El daño del propio corazón

        Tampoco debemos tener miedo a llorar de vez en cuando. La antigua leyenda del ave fénix podría ilustrar una bella enseñanza para el corazón: "Mira el ejemplo del ave fénix que resucita a sus hijos (…) cuando los polluelos nacen, se alegra inmensamente, y los estrecha con tanto afecto, que termina por asfixiarlos. Al verlos muertos e inmóviles, pasa tres días destrozado por el dolor y la angustia. No come ni bebe, pero tampoco se mueve de su lado: no se separa de ellos y los custodia. Al cabo, desgarra su cuerpo y los baña con su sangre, y entonces (…) los pequeños cuerpos vuelven a la vida.
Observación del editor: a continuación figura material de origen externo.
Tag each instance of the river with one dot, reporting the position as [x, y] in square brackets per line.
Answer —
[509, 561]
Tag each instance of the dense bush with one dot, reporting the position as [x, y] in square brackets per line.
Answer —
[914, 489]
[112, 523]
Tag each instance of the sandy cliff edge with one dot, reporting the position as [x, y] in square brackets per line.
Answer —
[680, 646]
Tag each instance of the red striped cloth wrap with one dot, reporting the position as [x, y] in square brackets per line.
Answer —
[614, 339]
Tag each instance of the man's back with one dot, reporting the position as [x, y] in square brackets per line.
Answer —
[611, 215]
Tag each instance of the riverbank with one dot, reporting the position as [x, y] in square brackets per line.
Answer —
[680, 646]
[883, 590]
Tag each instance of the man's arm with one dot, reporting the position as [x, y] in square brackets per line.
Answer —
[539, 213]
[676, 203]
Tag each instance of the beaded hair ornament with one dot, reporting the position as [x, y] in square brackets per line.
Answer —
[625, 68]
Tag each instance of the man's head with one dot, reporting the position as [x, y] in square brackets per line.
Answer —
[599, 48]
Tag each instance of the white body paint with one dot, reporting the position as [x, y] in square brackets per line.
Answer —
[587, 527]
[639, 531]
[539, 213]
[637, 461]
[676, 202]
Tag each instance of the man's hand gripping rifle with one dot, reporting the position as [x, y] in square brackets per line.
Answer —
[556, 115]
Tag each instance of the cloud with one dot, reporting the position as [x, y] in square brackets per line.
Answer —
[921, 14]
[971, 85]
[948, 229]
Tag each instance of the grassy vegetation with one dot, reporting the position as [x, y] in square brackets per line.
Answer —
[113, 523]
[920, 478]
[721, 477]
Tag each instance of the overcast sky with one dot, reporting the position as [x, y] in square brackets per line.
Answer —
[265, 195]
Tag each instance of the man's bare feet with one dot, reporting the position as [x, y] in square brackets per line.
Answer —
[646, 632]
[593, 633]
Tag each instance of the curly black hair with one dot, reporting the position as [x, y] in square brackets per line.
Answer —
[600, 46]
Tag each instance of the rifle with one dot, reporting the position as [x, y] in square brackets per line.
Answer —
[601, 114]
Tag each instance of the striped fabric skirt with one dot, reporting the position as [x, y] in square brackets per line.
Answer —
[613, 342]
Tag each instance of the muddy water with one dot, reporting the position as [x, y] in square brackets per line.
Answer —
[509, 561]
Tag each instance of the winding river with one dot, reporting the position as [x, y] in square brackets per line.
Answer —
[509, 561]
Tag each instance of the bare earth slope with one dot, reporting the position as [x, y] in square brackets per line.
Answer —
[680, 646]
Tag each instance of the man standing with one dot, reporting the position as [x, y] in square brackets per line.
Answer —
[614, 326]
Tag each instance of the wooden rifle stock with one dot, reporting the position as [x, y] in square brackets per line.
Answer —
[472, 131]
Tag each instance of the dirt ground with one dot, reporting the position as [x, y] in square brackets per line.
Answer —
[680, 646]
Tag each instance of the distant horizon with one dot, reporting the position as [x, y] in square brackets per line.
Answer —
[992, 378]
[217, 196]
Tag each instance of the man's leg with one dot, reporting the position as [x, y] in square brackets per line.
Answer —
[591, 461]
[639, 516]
Si Dios se compadece de un pelícano y resucita a sus polluelos, ¡cuánta mayor compasión tendrá del corazón del hombre! (…)" Es muy gráfica la metáfora del ave fénix porque nos enseña que, en ocasiones, es el mismo corazón el que se hace daño cuando no vigila su tendencia al apegamiento, y se relaciona de modo egoísta con el ser amado. El corazón puede asfixiar su propio amor. Es paradójico pero sucede así: los que más se quieren son los que más daño se pueden causar. El corazón necesita, sin duda, pasar por un proceso de purificación o rectificación.